ハヤトくんは気付いてないだろうが、私の心をまた助けてくれた。
やりたいことは今はバスケしかない。
どこに向かって走っていけばわからないけど、新しくバスケを楽しむ自分を探すことが今やりたいことだ。
心が折れそうになったら、今日のハヤトくんの手の厚みや温もりを思い出そう。
必ず力になってくれる。
◇
「ただいま。」
家に着く頃にはあたりは暗くなっていて、家に着くや否や、ミズキちゃんとミズキちゃんのママが玄関まで小走りで迎えにきてくれた。
「おかえり。」
「ミズキちゃんのママ、お邪魔します。」
「ヒカリちゃん、いらっしゃい。」
「帰ってくるの遅かったね。」
ミズキちゃんは買い物を済ませた上で、そこからさらに時間が経っている分、どこで道草を食っていたのかと不思議に思っていた。

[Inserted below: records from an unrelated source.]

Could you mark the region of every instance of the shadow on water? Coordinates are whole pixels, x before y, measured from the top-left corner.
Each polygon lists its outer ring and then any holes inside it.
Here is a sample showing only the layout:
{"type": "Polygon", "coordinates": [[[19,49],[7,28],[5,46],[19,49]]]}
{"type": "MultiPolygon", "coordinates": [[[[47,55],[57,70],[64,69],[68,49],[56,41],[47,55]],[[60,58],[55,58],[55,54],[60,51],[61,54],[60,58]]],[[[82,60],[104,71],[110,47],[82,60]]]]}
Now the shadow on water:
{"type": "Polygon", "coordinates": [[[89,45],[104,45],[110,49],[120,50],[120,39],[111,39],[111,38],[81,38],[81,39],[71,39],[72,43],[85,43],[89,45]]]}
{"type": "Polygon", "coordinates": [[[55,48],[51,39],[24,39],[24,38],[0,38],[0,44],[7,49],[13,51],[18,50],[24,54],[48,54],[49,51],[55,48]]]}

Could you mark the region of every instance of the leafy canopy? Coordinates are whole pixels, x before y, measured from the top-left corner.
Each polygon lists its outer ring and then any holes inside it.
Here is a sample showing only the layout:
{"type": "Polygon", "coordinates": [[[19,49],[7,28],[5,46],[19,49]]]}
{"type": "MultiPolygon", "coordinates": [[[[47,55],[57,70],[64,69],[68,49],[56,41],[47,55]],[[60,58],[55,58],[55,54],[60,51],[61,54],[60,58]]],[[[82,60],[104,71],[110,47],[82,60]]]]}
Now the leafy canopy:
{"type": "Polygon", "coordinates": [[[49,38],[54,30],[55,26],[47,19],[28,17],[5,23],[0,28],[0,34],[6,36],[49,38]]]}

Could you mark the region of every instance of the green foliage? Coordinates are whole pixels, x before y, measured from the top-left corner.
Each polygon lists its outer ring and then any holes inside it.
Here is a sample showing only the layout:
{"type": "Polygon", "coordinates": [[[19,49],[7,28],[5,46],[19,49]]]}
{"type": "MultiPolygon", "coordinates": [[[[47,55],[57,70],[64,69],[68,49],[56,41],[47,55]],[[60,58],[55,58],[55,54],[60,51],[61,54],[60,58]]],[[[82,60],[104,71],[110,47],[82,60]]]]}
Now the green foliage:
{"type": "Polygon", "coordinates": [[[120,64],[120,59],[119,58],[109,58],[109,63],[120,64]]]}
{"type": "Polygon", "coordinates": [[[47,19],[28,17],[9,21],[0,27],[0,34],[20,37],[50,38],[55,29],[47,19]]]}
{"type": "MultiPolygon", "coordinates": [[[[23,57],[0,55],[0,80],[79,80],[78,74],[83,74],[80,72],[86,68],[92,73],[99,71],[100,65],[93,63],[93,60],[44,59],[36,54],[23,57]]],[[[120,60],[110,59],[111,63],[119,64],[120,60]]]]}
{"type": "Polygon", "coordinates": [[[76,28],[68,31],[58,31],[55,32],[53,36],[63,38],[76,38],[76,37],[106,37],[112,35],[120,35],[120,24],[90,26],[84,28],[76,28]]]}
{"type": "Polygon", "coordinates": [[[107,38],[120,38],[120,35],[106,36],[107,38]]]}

「あれ?ヒカリちゃん、目が腫れてるけど何かあったの…?」
そう言うと、ミズキちゃんはまじまじと私の顔を見た後、ハッとした表情になった。
「え……もしかして、お兄ちゃん、試合の腹いせにヒカリちゃんに何かした?」
「いや、何も。公園でちょっとバスケして、その後、手を出したくらい。」
「手を出した!?」
ミズキちゃんとママは驚いた声でハモった。
ミズキちゃんは、ギョッとした表情になっており、ママも同じような表情をして口を両手で抑えていた。
「それでヒカリちゃんを泣かせちゃったの!?」
「人様の娘さんになんてことするの!」
ミズキちゃんとママは矢継ぎ早に捲し立てた。
「いやいや、違う違う!手を出すってそういう意味じゃなくて…」
「この前、高校でモテ始めたとか言ってたけど、お兄ちゃん、調子乗りすぎてるんじゃない?」
ミズキちゃんは睨みをきかせた剣幕で言い放つ。
「……怖かったよね、ヒカリちゃん…」
そして優しい声に瞬時に切り替え、私に近づき抱き寄せてからハヤトくんを再度睨んだ。
そして、私は胸に顔をうずめながら、コクッと頷く。
「ちょ、ヒカリ…!いや、そもそも、ヒカリから手を出してってお願いされて…。」
「え!?こんな可憐でうら若き乙女のせいにするの!?…お兄ちゃんサイテー。」
「えーん、えーん。」
私は冗談っぽさを出すために、ハヤトくんをチラッと見て、猫なで声で泣き真似をした。
とは言っても、年齢も年齢で周りが心配するのもわかるし、だんだん、場の雰囲気が本気なのか冗談なのか判断付かなくなってきたので、この後ちゃんと私の口から一部始終を説明した。
ただ、泣いた理由は適当にごまかした。